The Neilson street building was shared not only with Lady Wildey Lodge #38 Daughter’s of Rebekah, Middlesex Encampment #43 but also the Trolley Employees Association, Retail Clerks Association and the Master Mechanics.
By 1965 the area of New Brunswick where the lodge was located had changed to the point that the membership regrettably agreed to sell the building on Neilson Street on June 14, 1965. Until 1967 the lodge met in the Milltown Masonic Hall when the membership voted to purchase the former Community Chapel in North Brunswick. Several years of hard work and elbow grease culminated in the dedication on May 25, 1974 by the Grand Lodge of New Jersey. The hall was eventually sold to our old brother lodge, Union Lodge #19 F. & A. M. on October 2, 1985. Several years ago the lodge moved to the VFW Hall, 495 Cranbury Road, East Brunswick.

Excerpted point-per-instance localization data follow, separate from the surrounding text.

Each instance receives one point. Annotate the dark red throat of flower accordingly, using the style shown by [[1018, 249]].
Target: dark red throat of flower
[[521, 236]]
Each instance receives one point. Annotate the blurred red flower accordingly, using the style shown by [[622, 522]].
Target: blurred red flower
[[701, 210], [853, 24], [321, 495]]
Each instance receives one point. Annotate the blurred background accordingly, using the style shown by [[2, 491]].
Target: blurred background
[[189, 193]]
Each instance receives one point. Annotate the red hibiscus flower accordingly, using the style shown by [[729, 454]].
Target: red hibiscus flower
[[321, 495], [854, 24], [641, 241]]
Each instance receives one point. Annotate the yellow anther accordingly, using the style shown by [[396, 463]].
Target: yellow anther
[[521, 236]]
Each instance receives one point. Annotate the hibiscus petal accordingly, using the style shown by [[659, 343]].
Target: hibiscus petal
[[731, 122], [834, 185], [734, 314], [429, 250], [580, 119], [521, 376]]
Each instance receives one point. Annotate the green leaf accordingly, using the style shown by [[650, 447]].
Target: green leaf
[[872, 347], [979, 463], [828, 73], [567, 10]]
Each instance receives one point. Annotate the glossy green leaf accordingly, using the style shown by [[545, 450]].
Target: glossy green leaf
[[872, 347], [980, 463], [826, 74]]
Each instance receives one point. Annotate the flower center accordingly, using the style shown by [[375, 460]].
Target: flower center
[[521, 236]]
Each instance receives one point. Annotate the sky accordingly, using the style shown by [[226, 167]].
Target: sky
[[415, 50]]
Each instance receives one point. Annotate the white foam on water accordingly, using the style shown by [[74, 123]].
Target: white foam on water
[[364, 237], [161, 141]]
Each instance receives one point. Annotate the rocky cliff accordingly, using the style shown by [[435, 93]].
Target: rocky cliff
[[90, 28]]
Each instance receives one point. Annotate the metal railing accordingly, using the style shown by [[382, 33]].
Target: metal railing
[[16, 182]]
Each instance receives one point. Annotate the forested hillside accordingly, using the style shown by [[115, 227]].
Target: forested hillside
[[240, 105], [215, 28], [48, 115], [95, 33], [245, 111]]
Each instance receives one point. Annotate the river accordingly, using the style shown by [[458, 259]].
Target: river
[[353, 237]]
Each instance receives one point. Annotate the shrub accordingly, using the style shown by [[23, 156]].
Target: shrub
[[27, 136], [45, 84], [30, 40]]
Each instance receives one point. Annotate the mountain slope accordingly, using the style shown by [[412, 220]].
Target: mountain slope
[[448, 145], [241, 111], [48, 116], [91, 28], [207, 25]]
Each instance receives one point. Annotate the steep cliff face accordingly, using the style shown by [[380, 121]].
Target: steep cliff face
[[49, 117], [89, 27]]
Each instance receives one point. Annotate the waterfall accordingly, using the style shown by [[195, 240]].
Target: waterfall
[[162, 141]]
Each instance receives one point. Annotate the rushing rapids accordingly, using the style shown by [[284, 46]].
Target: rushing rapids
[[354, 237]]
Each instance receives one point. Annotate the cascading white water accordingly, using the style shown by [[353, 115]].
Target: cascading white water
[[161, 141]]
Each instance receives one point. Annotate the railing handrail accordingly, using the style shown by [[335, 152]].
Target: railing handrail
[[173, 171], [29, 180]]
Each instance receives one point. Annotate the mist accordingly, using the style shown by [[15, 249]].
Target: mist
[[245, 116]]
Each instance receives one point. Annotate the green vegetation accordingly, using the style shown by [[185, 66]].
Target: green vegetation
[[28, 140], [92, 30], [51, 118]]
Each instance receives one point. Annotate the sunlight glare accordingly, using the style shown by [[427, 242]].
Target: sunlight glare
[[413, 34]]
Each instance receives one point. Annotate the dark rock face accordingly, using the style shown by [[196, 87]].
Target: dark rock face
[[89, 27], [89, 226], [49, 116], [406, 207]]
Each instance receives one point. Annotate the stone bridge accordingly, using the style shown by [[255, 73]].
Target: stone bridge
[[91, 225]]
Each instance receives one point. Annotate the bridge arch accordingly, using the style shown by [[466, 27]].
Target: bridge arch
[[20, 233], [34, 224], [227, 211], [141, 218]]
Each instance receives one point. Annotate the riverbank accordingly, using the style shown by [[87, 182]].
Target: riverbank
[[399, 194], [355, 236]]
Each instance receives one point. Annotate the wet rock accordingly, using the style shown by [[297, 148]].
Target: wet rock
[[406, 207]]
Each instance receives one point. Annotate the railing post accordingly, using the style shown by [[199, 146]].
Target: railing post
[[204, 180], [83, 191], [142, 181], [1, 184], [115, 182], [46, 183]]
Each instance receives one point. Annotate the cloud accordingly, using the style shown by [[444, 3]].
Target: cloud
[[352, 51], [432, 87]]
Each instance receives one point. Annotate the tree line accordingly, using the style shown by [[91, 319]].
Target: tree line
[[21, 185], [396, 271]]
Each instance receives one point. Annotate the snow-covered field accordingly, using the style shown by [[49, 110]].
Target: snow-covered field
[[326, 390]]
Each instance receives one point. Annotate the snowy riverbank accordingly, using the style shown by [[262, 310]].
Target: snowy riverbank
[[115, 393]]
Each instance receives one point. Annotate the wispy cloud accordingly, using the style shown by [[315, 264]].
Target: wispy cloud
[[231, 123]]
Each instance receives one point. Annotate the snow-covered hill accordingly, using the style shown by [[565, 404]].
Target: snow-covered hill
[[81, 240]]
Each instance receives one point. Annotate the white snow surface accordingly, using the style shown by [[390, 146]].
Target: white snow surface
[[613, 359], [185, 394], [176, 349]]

During the latter part of the 20th Century the lodge supported charities such as the Arthritis Foundation, Salvation Army, a local soup kitchen, Elijah’s Promise, Deborah Hospital, cancer research and the Heart Association. In 1988 funds were set aside to support the William B. Baldwin Memorial Scholarship Fund. The Fund was renamed to include the names of PGM, PG Secretary and 60+ year member Carleton I. Myers and PGM, Frank Nagel. This fund has awarded thousands of dollars to deserving students, who now must not only submit reports to the lodge but attend 4 lodge sponsored events during the scholarship year.
2011 is the 175th anniversary of the original institution of New Brunswick Lodge #6. At this writing the lodge has again swelled to a membership of over 50 members. A revitalized staff of officers and members have increased outreach to include needy families, Rhonda’s Club which funds Ovarian Cancer research, CHAT (Children Have Arthritis Too) Camp and have placed themselves as a vital part of the community.
The lodge provided 6 additional Grand Masters, William B. Baldwin, 1940; Carlton I. Myers, 1973; Harold W. Delhagen, 1976; Frank M. Nagel, 1975; Michael K. O’Connor, 2005 and B. Daniel Lefever, 2009. In addition William B. Baldwin, Carleton I. Myers and Michael K. O’Conner served as Grand Secretary, Harold Delhagen served as Grand Treasurer, and William B. Baldwin and Carleton I. Myers as Grand Representatives to the SGL. Several other members of the lodge have served on the Grand Staff over the past few years, making New Brunswick #6 a leading lodge in providing leadership to the Grand Lodge.